Kevin Smokler is the co-founder/CEO of BookTour.com, an Amazon-funded startup which offers affordable software tools for authors. He is based in San Francisco, and can be found on on Twitter at @weegee.
There’s a ton of cleanup to do after coming home from a conference-laundry, follow-up emails, business-card filing and dropping swag off at the nearby Goodwill. But following SXSW Interactive 2011, I had a new receptacle to empty and set neat: my smartphone.
Since both Twitter and Foursquare hit their first inflection points at SXSWi (in 2007 and 2009 respectively), location-based app companies have sought to repeat the feat in Austin each spring. And even though I’ll try anything when drunk on new ideas, conference camaraderie and breakfast tacos, using a half-dozen apps to say, “I’m at Mustang Sally’s-Coffee-Barge” doesn’t make much sense after you get home, when you don’t have to coordinate meeting 12 friends and colleagues in that many hours.
I sorted and rejected these apps largely based on not wanting to spend time learning something that another tool already does just fine, or because not enough of my friends are already using them. That process taught me two things: The first is that the location-based app market has hit its first milestone of maturity: Users will now go from asking companies “what is it?” to asking them “what are the benefits of your app over those of your competitors?”

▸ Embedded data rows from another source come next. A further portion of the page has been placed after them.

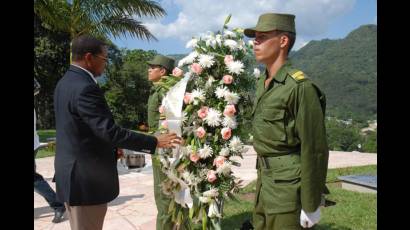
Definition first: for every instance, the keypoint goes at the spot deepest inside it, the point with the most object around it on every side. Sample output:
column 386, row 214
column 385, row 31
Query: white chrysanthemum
column 213, row 210
column 210, row 40
column 224, row 169
column 206, row 61
column 188, row 177
column 218, row 39
column 235, row 67
column 242, row 45
column 250, row 43
column 163, row 161
column 230, row 122
column 192, row 43
column 191, row 57
column 213, row 118
column 205, row 152
column 181, row 62
column 221, row 91
column 198, row 94
column 228, row 33
column 224, row 152
column 209, row 82
column 205, row 200
column 232, row 44
column 231, row 98
column 236, row 144
column 187, row 150
column 184, row 117
column 213, row 192
column 256, row 72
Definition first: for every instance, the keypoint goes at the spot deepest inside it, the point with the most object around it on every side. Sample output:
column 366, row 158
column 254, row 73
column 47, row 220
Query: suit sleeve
column 310, row 128
column 94, row 111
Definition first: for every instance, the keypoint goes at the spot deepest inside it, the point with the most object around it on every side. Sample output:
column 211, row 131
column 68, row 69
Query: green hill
column 346, row 70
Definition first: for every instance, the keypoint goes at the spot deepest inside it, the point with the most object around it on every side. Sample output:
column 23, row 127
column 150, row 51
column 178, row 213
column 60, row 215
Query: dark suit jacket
column 85, row 163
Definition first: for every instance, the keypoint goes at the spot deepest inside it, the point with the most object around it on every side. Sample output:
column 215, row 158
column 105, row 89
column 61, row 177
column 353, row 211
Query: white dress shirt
column 92, row 76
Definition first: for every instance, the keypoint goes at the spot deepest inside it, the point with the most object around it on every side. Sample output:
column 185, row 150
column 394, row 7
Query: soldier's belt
column 278, row 161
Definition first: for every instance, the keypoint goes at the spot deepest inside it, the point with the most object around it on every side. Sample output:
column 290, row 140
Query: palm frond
column 123, row 25
column 55, row 13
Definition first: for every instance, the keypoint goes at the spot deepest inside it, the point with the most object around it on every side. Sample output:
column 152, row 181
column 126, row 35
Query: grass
column 353, row 211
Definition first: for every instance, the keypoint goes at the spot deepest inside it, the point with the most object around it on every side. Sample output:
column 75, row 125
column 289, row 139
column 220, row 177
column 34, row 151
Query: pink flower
column 211, row 176
column 228, row 59
column 196, row 68
column 226, row 133
column 161, row 109
column 187, row 98
column 194, row 157
column 229, row 110
column 219, row 161
column 177, row 72
column 228, row 79
column 203, row 112
column 164, row 124
column 200, row 132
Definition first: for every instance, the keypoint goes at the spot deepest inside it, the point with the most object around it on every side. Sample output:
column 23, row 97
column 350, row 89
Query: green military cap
column 272, row 21
column 166, row 62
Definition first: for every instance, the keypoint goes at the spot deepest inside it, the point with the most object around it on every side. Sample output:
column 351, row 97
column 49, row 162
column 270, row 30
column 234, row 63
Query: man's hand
column 308, row 219
column 168, row 140
column 120, row 153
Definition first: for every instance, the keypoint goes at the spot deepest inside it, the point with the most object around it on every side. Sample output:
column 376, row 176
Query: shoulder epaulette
column 297, row 75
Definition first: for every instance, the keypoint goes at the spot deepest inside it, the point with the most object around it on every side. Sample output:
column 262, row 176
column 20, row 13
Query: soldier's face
column 267, row 46
column 155, row 72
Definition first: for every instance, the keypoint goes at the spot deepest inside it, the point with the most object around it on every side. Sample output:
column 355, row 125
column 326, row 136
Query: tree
column 51, row 50
column 127, row 88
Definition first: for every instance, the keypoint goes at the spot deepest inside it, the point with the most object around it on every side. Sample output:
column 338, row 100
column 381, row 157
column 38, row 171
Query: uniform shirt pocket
column 273, row 124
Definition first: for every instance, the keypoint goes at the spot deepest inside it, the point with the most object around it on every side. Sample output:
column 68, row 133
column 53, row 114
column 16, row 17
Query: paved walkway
column 134, row 208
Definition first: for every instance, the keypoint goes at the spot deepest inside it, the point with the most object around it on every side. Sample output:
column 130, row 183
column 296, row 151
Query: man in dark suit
column 85, row 163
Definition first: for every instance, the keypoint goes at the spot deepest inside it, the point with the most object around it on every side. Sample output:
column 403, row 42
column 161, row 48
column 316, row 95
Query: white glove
column 308, row 219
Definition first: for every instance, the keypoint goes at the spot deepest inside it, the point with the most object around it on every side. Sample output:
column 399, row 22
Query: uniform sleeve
column 93, row 109
column 310, row 129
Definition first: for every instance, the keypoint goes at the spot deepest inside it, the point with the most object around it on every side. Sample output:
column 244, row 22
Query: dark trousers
column 89, row 217
column 43, row 188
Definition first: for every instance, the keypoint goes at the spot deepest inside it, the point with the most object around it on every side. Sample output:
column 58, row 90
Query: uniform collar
column 282, row 72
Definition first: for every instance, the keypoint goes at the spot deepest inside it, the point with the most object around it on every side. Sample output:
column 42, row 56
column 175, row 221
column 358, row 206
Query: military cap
column 166, row 62
column 272, row 21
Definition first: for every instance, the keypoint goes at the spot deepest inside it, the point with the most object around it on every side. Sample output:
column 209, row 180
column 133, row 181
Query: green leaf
column 227, row 19
column 171, row 207
column 204, row 219
column 191, row 212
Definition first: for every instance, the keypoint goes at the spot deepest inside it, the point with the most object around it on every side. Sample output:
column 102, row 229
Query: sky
column 315, row 20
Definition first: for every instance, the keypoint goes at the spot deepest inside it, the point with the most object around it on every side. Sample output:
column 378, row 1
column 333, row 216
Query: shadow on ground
column 122, row 199
column 235, row 222
column 42, row 212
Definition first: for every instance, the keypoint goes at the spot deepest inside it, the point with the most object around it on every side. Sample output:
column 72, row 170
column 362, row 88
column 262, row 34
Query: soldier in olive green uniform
column 289, row 133
column 159, row 67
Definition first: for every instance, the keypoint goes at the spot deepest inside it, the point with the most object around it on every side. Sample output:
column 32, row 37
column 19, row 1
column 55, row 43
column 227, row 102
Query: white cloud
column 195, row 17
column 299, row 43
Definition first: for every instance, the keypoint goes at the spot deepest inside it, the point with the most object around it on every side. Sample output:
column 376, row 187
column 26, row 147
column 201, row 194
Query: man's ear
column 163, row 71
column 88, row 58
column 284, row 41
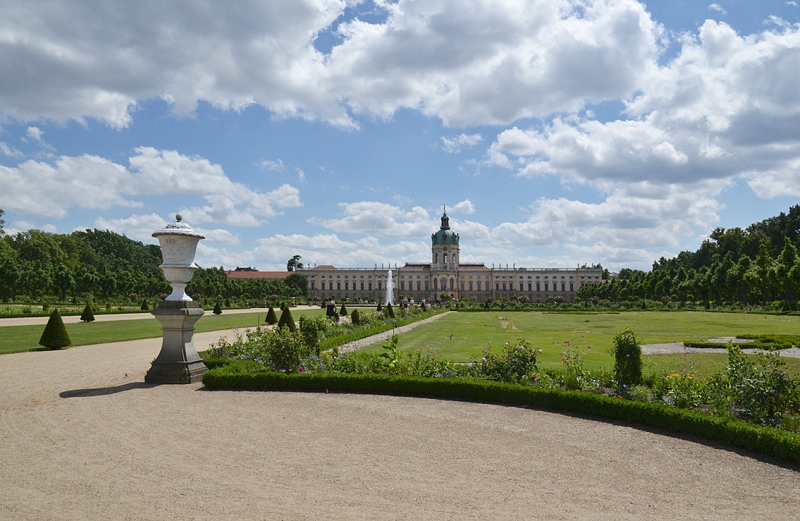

The second takeaway flows from the first. What will differentiate one location-based app from another is more content — users adding friends, making recommendations, leaving tips, etc. Some companies seem to believe that this type of content is like solar energy — i.e. that there’s basically an unlimited supply of it. In fact, it’s more like fossil fuel. “Users” are human beings with finite time, attention, resources and desires. And that has implications not just for the growth of location-based services but for any industry placing long bets on user-generated content.
We check email, Twitter and Facebook obsessively because they provide a never-ending stream of new information. But few of us go to an entirely new set of places every day. So a location-based app not only needs consistent user participation but must keep changing the game to make that participation seem worthwhile and thus encourage deeper involvement with the app. “Where have I been” is of enormous benefit to the app company and its business partners, but minimal to me the user and my friends unless they happen to be at that same florist or in need of a reasonably priced hydrangea.
I’ll review that flower shop, recommend the hydrangeas, and leave a tip regarding their Valentine Day sale (in other words, generate content) — but not out of the goodness of my heart. And the question of how to compel my participation is far from settled. King of the castle Foursquare launched version 3.0 just before SXSW by adding recommendations and coupons based on your location and re-tweaking how you receive points for each check-in. Austin-based crown prince Gowalla released its Local Rewards program during the festival, in a continued attempt to brand itself as an app with journeys, rather than destinations, as its currency.
Foursquare is on quite a run, reaching its 7 millionth user in February. But with similar features at more ubiquitous companies like Facebook and Yelp not gaining traction, it looks like the general interest “check-in-get-stuff-see-coupons” table may be filled. San Francisco-based PlacePop has already scaled back development on its check-in-app (which was based on building up a reward card each time you visited a business) after hearing from its users that they’d already had enough of getting points and recommendations of places to eat lunch; the company is now working on ways to sort, process and act on those recommendations.
I tried out newcomer Bizzy (which has you “check out” of places you visit and then turns the data into recommendations for your friends) when I saw their team at SXSW Interactive, but soon stopped when I discovered none of my friends were on the service. And Hashable (where you check-in when you meet with someone as a way of sharing contact information and building personal-network data) seems to be one of the first to strike in the location-based market’s growing specialization, as LinkedIn may have been to Facebook a few years ago.
All new businesses need to justify their existence and develop niches — that’s not unique to location-based apps. The greater lesson here is the potentially dangerous dependence by location-based services on user-generated content. I can watch and post videos on Youtube until the end of time and interact with no one. Although it wouldn’t be much fun, I could do the same on Facebook — playing games, collecting coupons, answering requested when they come. But a location-based app, no matter how compellingly designed its badges and rewards are, is useless if users don’t agree to add friends, make recommendations, leave tips and reply to one’s users. The oxygen for the location-based ecosystem is not simply announcing that “I’m going to Jennifer’s Bakery” but telling others that I’m going to Jennifer’s Bakery and why.
Citizens of the 21st century have a glut of platforms on which to tell their story — and a limited amount of time and energy to do so. Generally, they will default to where their friends already are, which technology is easiest to use, or which one scratches a desire they didn’t know they had (like accumulating imagery “badges”). For the companies that can reach all three of these summits, below lies the sunlit valley: a kind of biography of their habits and aspirations that consists of a giant pile of user data on where we go, who we go there with, how often and how much money we spend upon arrival. To imagine what can be built using that information as data or as platform boggles the mind.
But the companies that don’t reach those summits should not be under the illusion that users will keep giving forever.